LEARNING TO
LISTEN WITH “GOSSIP”
By Jim Davis
You’ve probably played the “gossip game” before. It’s simple. You just line up a bunch of people and give the first one in the line a message to pass to the next one. That person whispers the message to the next one, and so on, until the last person is reached. Then you ask that one to tell what the message was. Usually by then it is completely different from the way it started out. Even when everyone is trying their best to keep it the same.
I did a little experiment a couple of years ago with a group of middle school students. We were teaching the kids to be peer mediators so they could help other school kids work out their disputes at school. While we were talking to them about how to listen more effectively I came up with an idea. We played the “gossip game.” Twice. And the second time really got their attention.
They played the game the first time through and got the expected results. Then, we tried it again with a little twist. This time, instead of just turning and passing on the message to the next kid, we added a step. Each student was instructed to whisper the message back to the sender first. Only when that person said “OK, you’ve got it,” would the message get passed on to the next person. That time, a more complicated message got all the way to the end completely intact. Simply because people were listening more effectively. And, it only took a couple of minutes more.
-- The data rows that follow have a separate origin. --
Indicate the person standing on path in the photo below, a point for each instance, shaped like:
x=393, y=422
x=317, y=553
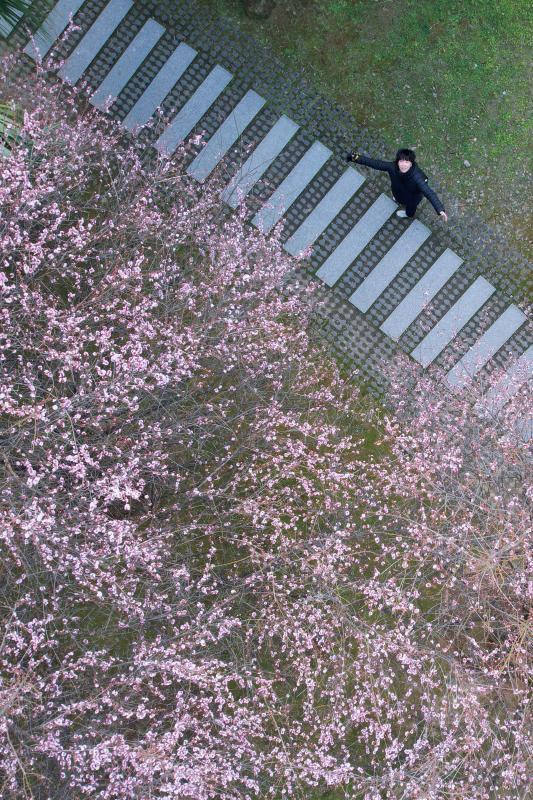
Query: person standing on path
x=408, y=182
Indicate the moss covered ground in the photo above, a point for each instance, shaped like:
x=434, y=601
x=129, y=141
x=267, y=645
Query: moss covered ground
x=451, y=79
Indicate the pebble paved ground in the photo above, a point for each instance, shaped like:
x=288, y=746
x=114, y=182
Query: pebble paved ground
x=446, y=295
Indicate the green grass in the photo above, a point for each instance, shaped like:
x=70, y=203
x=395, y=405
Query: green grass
x=448, y=78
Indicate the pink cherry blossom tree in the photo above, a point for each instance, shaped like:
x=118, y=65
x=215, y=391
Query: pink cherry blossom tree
x=226, y=574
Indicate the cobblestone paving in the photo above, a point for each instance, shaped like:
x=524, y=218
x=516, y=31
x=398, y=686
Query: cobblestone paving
x=356, y=337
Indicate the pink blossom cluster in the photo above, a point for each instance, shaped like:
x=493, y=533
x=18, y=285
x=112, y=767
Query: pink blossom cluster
x=225, y=573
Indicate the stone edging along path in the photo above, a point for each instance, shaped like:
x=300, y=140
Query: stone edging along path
x=447, y=296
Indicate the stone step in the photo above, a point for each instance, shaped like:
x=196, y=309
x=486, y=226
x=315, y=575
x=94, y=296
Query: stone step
x=52, y=27
x=356, y=240
x=257, y=164
x=228, y=133
x=94, y=40
x=127, y=65
x=390, y=265
x=193, y=110
x=325, y=212
x=291, y=187
x=505, y=388
x=456, y=318
x=159, y=87
x=420, y=295
x=486, y=346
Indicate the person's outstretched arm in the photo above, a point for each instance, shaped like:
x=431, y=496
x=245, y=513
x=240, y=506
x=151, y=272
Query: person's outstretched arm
x=428, y=192
x=374, y=163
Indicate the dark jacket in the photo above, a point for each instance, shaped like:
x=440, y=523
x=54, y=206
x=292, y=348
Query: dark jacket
x=407, y=187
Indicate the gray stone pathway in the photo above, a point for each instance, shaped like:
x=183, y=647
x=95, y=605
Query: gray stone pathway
x=443, y=296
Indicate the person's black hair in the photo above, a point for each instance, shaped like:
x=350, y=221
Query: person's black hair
x=405, y=155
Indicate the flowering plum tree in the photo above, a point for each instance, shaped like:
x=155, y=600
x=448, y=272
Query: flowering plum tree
x=216, y=583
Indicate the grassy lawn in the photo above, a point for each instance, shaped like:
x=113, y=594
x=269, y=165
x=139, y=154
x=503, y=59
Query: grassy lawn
x=451, y=79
There’s a lot more to “total communication,” of course. For example, you can “listen” with your eyes as well as your ears while you are talking to someone. Watch the expression on the other person’s face. If they seem puzzled they probably have a question. When in doubt, ask. When someone tells you something important, repeat it back by saying something like, “Let me be sure I got this right,” and then tell them what you understood them to say.
Many disagreements, hurt feelings, and bad decisions come about simply because of problems with communication. You can make many conflicts of this kind go away simply by learning to “communicate totally.” And it starts with learning to really listen.